Let M be a maximal acyclic matching in \(G'\). Furthermore, let \(D =\{v_i \mid v^1_{i}v^2_{i} \in M\}\). Then, \(|M| = 2\,m + |D|\) and D is an independent dominating set of G.

One can notice that \(2m=3n\) due to the fact that G is a 3-regular graph. Also, by Claim 14 and Claim 16, we can deduce the following.

Claim 17

If \(D^*\) is a minimum cardinality independent dominating set of G and \(M^*\) is a minimum cardinality maximal acyclic matching in \(G'\), then \(|M^*|=3n+|D^*|\).

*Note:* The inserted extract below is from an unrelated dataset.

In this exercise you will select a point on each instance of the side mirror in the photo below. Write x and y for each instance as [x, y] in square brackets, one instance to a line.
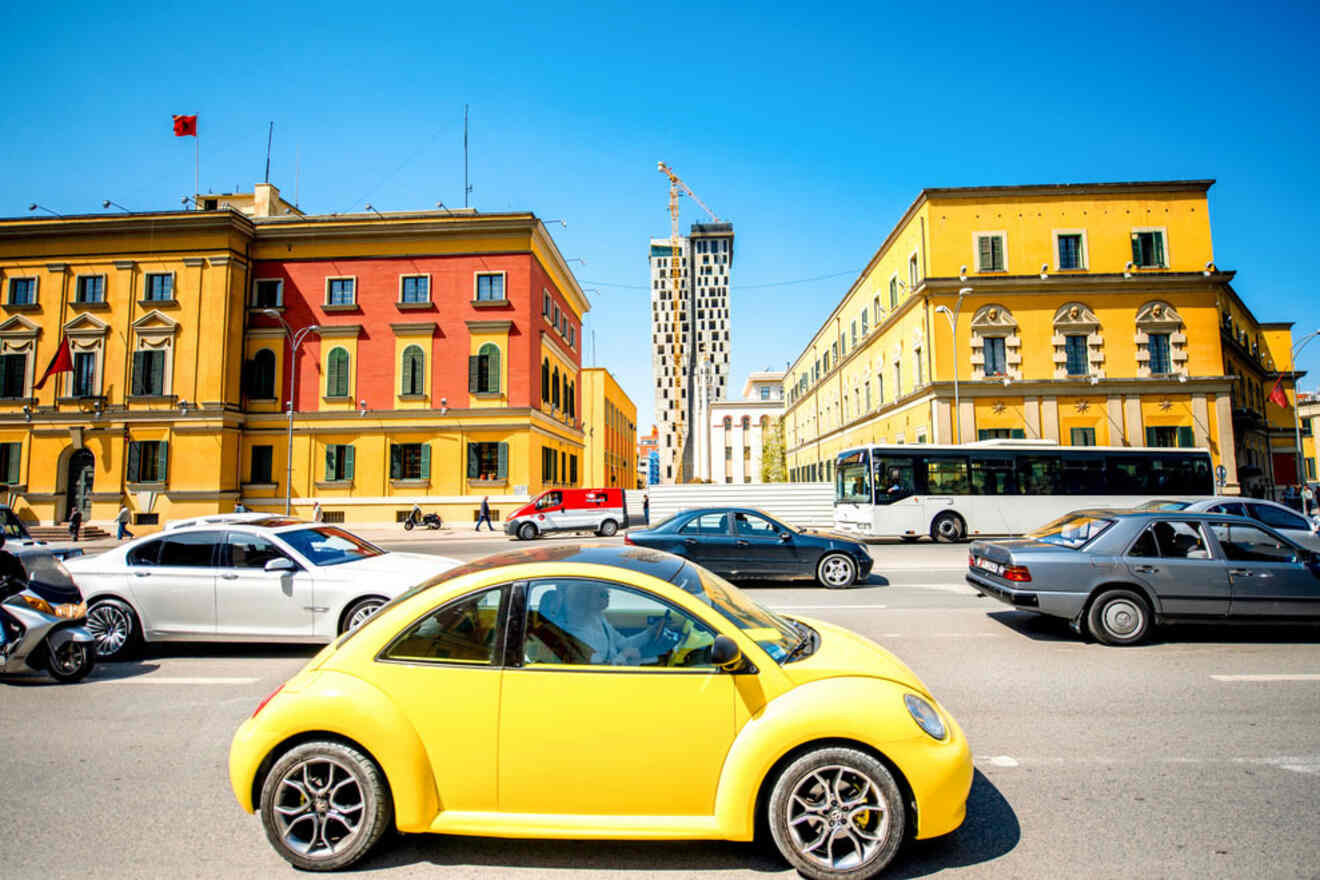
[725, 653]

It has been established in Goddard and Henning (2013) that for any independent dominating set D within a 3-regular graph G, the following holds: \(\frac{n}{4}\le |D|\le \frac{n}{2}\). Consequently, we can deduce that \(|M^{*}|=3n+|D^{*}|\le 12 |D^{*}|+|D^{*}|=13|D^{*}|\).

Moreover, according to Claim 14 and Claim 16, starting from any maximal acyclic matching \(M'\) in \(G'\), it is possible to derive an independent dominating set D for the graph G such that \(|D|\le |M'|-3n\). Therefore, we have \(|M'|-|M^{*}|=(|M'|-3n)-(|M^{*}|-3n)\ge |D|-|D^{*}|\) (as per Claim 17). These two inequalities, namely \(|M^{*}|\le 13|D^{*}|\) and \(|M'|-|M^{*}|\ge |D|-|D^{*}|\), suggest that this is an \(\textsf{L}\)-reduction where \(\beta =1\) and \(\alpha =13\). \(\square \)

In this paper, we showed the difference between the hardness complexity of Low-Acy-Matching and Max-Acy-Matching. Furthermore, we established that the Decide-Low-Acy-Matching problem is NP-complete for bipartite graphs with maximum degree 6 and planar perfect elimination bipartite graphs. We also proved that it is impossible to approximate the Low-Acy-Matching problem within a ratio of \(n^{1-\epsilon }\) for any \(\epsilon >0\) unless \({\textsf{P}}={\textsf{NP}}\), even when dealing with bipartite graphs. Additionally, we established the \(\textsf{APX}\)-hardness of the Low-Acy-Matching problem in the context of 4-regular graphs.

It would be of particular interest to explore the computational complexity of Low-Acy-Matching within graph classes such as chordal bipartite graphs and chordal graphs. Notably, there is a lack of lower bounds for the minimum cardinality of maximal acyclic matchings, even in the case of r-regular graphs, where \(r\ge 3\) is a fixed positive integer. In contrast, the literature contains established bounds for related parameters, such as the minimum cardinality of maximal induced (uniquely restricted) matchings, as mentioned in references (Chaudhary and Panda 2021; Orlovich et al. 2008). Furthermore, exploring the parameterized complexity of finding minimum maximal acyclic matchings holds great potential as a future research direction.